«Bisogna ricostruire» il «patto educativo tra scuola, famiglia e giovani » che «si è rotto». È il richiamo che giunge da papa Francesco nell’udienza al gruppo di Chierici regolari poveri della Madre di Dio delle scuole pie, conosciuti comunemente come scolopi. Durante l’udienza di venerdì mattinata nella Sala Clementina del Palazzo Apostolico, il Pontefice parla di educazione a braccio e in spagnolo.
«Educare in questo momento è una cosa molto seria» ed «è una grande sfida», afferma. Francesco chiede di coinvolgere «necessariamente la famiglia » che nell’educazione «non può essere assente». «È vero – prosegue – che ci sono famiglie distrutte, ma nei ragazzi si possono ricomporre molte cose». Poi il riferimento ai docenti. Occorre «contribuire al riconoscimento degli insegnanti che danno la vita e che in molti Paesi sono quelli peggio pagati. Ci sono insegnanti che devono fare il doppio turno per poter avere uno stipendio dignitoso». Francesco sollecita un «triplice dialogo»: dialogo tra la famiglia e i docenti, tra la famiglia, tra la scuola e i ragazzi.
Quindi Bergoglio invita a «un’educazione completa». Serve «uscire dall’eredità che ci ha lasciato l’Illuminismo, ossia che educare significa riempire la testa di concetti ». Invece, avverte il Papa, «educare è far maturare la persona mediante i tre linguaggi: il linguaggio delle idee, il linguaggio del cuore e il linguaggio delle mani. Ci deve essere armonia tra loro, ossia i nostri studenti devono sentire quello che pensano e fare quello che pensano e sentono». E afferma: «Aggiungerei - il che è fondamentale oggi - che la gioventù va educata in movimento: la gioventù statica, oggi, non esiste, e se non la mettiamo in movimento noi, la metteranno in movimento mille cose, soprattutto i sistemi digitali, che rischiano, in questa “velocità liquida e gassosa” della nostra civiltà - ed è il terzo punto che voglio toccare - di togliere le radici ai ragazzi».

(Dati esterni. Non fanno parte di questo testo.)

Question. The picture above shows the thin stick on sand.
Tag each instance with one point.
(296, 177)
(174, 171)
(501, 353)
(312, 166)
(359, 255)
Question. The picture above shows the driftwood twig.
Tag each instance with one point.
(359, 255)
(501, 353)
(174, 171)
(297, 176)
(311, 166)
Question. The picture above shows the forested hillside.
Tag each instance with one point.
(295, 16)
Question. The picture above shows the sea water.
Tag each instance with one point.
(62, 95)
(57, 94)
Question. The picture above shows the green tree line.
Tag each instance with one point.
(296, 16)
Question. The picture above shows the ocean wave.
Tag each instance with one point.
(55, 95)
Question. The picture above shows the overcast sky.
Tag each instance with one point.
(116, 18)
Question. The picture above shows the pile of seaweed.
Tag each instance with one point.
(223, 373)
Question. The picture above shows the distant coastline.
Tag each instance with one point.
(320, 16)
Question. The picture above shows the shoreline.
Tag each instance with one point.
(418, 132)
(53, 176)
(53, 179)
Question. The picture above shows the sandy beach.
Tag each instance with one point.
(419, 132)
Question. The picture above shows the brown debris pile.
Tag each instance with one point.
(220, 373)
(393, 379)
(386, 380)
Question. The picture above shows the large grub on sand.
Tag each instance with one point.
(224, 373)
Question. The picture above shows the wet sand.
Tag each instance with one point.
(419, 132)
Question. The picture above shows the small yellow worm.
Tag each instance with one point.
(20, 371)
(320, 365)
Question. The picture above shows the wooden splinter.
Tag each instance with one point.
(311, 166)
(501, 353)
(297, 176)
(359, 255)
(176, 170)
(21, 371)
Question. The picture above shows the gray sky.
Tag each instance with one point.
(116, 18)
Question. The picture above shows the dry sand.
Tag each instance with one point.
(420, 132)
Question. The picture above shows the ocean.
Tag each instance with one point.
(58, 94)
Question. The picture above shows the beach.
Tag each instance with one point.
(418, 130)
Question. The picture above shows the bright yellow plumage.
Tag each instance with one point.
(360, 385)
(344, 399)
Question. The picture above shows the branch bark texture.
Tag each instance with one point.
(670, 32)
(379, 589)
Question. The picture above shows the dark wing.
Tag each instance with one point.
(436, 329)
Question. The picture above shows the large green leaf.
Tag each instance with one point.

Secondo Francesco, «i ragazzi oggi crescono senza radici». O meglio, «le hanno ma non le fanno proprie», «non le lasciano crescere», «non le lasciano consolidare». Da qui l’urgenza di «rafforzare le radici ». Come? Facendo sì che «i giovani parlino con gli anziani», ad esempio promuovendo «il dialogo tra nonni e nipoti».